(7 votes, average: 4.29 out of 5)You have three bags and three labels. One bag has only red balls, one has only blue balls and one has both red and blue balls. Three labels are R, B and RB. R label was meant for the bag with only red balls, B label was meant for the bag with only blue balls and RB for the bag with both red and blue balls. Ram by mistake labelled the bags wrongly such that all the labels are wrong, how many minimum number of balls he should pick and from what bags to correct the labels? It is given that each bag has unlimited number of balls to be picked.
See Solution : Red and blue ballsHow ?
As the label of all the bags are wrong, bag with label RB can either have all red balls or all blue balls.
Now ram will either get red ball or the blue ball.
Case 1: Ram gets the red ball
Bag with label RB is the bag with all the red balls(R).
Bag with label B can either be RB or R(as all the labels are wrong) but as we already know R bag so it can only be RB.

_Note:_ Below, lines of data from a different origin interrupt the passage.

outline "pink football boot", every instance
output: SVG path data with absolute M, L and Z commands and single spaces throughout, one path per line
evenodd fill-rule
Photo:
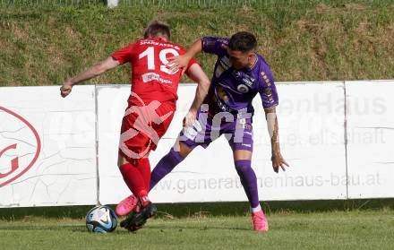
M 140 204 L 139 204 L 138 198 L 134 196 L 133 194 L 128 196 L 116 206 L 116 214 L 119 216 L 126 215 L 127 213 L 131 212 L 132 211 L 135 210 L 135 211 L 140 211 Z
M 268 231 L 268 221 L 262 211 L 253 212 L 252 220 L 253 222 L 254 230 L 261 232 Z

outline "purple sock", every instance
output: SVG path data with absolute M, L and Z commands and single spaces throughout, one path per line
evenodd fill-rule
M 158 165 L 156 165 L 150 176 L 150 190 L 159 182 L 165 176 L 169 174 L 169 172 L 178 165 L 184 158 L 179 154 L 179 152 L 174 151 L 173 148 L 169 152 L 164 156 Z
M 236 160 L 236 170 L 241 178 L 241 184 L 244 186 L 244 193 L 246 193 L 251 207 L 257 207 L 260 204 L 257 179 L 256 174 L 251 167 L 251 161 L 248 159 Z

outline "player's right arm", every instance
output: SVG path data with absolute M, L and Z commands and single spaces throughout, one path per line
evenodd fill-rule
M 64 83 L 63 83 L 63 86 L 60 88 L 61 96 L 63 98 L 65 98 L 71 93 L 73 85 L 81 82 L 97 77 L 108 70 L 117 67 L 118 65 L 119 62 L 115 60 L 112 56 L 109 56 L 104 61 L 99 62 L 98 64 L 90 67 L 86 71 L 81 72 L 76 76 L 65 81 Z
M 202 51 L 202 42 L 201 39 L 196 40 L 184 55 L 169 57 L 169 63 L 167 66 L 171 72 L 176 72 L 179 68 L 186 68 L 190 60 L 197 54 Z
M 201 52 L 209 54 L 221 55 L 227 51 L 228 39 L 203 37 L 196 40 L 184 55 L 168 58 L 169 63 L 167 66 L 172 71 L 176 72 L 179 68 L 186 67 L 192 58 Z
M 187 127 L 196 120 L 197 110 L 208 94 L 210 81 L 199 64 L 193 64 L 186 71 L 186 74 L 191 80 L 197 82 L 194 99 L 184 120 L 184 125 Z

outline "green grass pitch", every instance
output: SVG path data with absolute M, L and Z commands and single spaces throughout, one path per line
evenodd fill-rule
M 248 215 L 163 216 L 137 233 L 89 233 L 82 219 L 40 216 L 0 220 L 1 249 L 393 249 L 390 209 L 272 212 L 270 230 L 252 230 Z

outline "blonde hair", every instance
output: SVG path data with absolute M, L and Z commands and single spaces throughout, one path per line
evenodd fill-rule
M 158 36 L 165 37 L 169 40 L 171 38 L 171 31 L 168 24 L 164 22 L 155 20 L 148 24 L 148 27 L 143 31 L 143 37 L 147 39 L 149 37 L 153 38 Z

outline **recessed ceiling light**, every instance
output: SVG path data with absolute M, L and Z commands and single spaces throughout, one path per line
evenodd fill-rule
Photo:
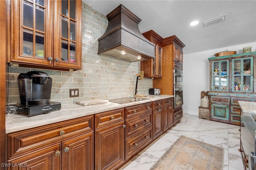
M 190 23 L 190 26 L 194 26 L 198 24 L 198 21 L 194 21 Z

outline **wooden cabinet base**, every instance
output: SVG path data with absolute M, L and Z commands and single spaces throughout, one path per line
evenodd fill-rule
M 60 170 L 60 143 L 9 160 L 8 170 Z

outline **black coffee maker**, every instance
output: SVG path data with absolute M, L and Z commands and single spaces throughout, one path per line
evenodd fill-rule
M 22 105 L 50 104 L 52 79 L 47 73 L 40 71 L 22 73 L 18 81 Z

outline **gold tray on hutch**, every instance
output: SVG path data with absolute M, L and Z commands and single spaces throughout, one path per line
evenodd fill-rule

We know 2 bags correctly so third bag with label R should be B.
Case 2: Ram gets the blue ball
Bag with label RB is the bag with all the blue balls(B).
Bag with label R can either be B or RB(as all the labels are wrong) but as we already know B bag so it can only be RB.
we know 2 bags correctly so third bag with label B should be R.
I can think of the solution as: “3, where 1 is from each bag”.
Explanation:
Draw 1 ball from each bag. You will get 2 of one colour and 1 of the other colour. Whichever bag you drew only 1 colour of, contains only that colour. Swap that label with the appropriate bag. So one bag is now correctly labelled. Since we are given that all bags are wrongly labelled at the start, it means the remaining 2 bags are still wrongly labelled (since 1 label was not touched in the swap, and we can’t have only 1 wrong label – it has to be 2 or 0 wrong). Swap their labels, and all bags are now correctly labelled.